High street "bancassurers", such as Natwest and Legal & General are set to become following their proposed merger, are unlikely to make selling general insurance a high priority, according to leading consultants and analysts.
In the wake of NatWest's offer for Legal & General, the consensus from industry observers is that the banks will continue to broker personal lines general insurance business but will concentrate on promoting higher-margin life, pension and savings products.
Banks are already major players in the personal lines market, with July's Insurance Times Top 50 Brokers league table showing Lloyds in third place by revenue, NatWest in sixth, and Barclays at 11th.
But many observers have long been puzzled about why banks underuse their branch networks for selling general insurance, particularly in comparison with continental Europe.
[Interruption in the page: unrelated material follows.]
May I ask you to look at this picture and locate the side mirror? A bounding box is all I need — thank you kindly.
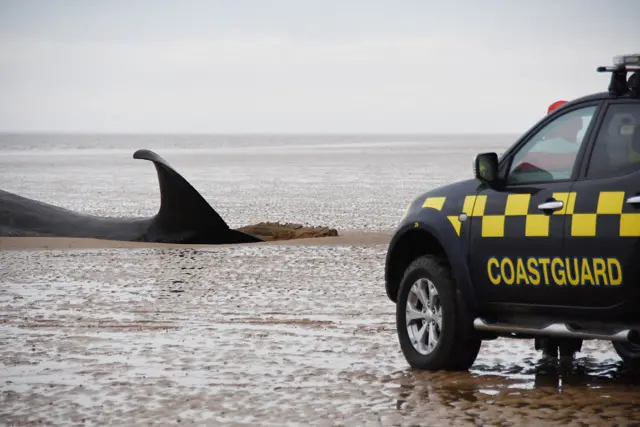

For instance, figures from Goldman Sachs show that 15% of general insurance products in the Netherlands are sold through banks, compared to fewer than ten per cent in the UK.
Sophisticated software would allow banks to boost their insurance sales by tracking customers' current insurance-buying patterns.
But the view from Ernst & Young insurance audit partner James Dean is that despite this advantage, general insurance is unlikely to be high on the agenda of the new breed of bancassurers. "If you look at market growth, general insurance is tracking GDP, while long-term savings products are growing well ahead of GDP. If the banks look ahead it is much more obvious to get a share of the savings market".
Dean points out that the profit on distributing insurance products underwritten elsewhere will always be restricted, but that banks are still reluctant to underwrite themselves. "There isn't the enthusiasm for it -- the banks are worried about volatile earnings."
Goldman Sachs European insurance analyst Andrew Goodwin agrees. "Banks aren't doing anything radically different, just replacing the broker. Unless they are particularly efficient, their distribution costs aren't going to be much lower. Non-life products make a small margin. Profits are likely to be much greater in life products where you have a whole profit stream."
Mark Ward, partner in Arthur Andersen's financial services department, agrees that personal lines will never be top of the banks' agendas. "Life products and retail banking have driven bancassurance. They sell general insurance because they seek to be your partner from cradle to grave. But it's not necessarily part of the strategic vision of the retail financial services outlets."
At PricewaterhouseCoopers, Ian Dilks, chairman of the European insurance group, believes that other banks and insurers are likely to follow NatWest and Legal & General in forging closer links between banking and insurance. "Banks believe it does make sense to have insurance products to push through their channel," he said.
But he also believes that e-commerce and internet trading will give insurers avenues other than banks in which to sell their products.
A NatWest spokesman said: "We are going to provide a whole range of products. There is no move towards one particular area."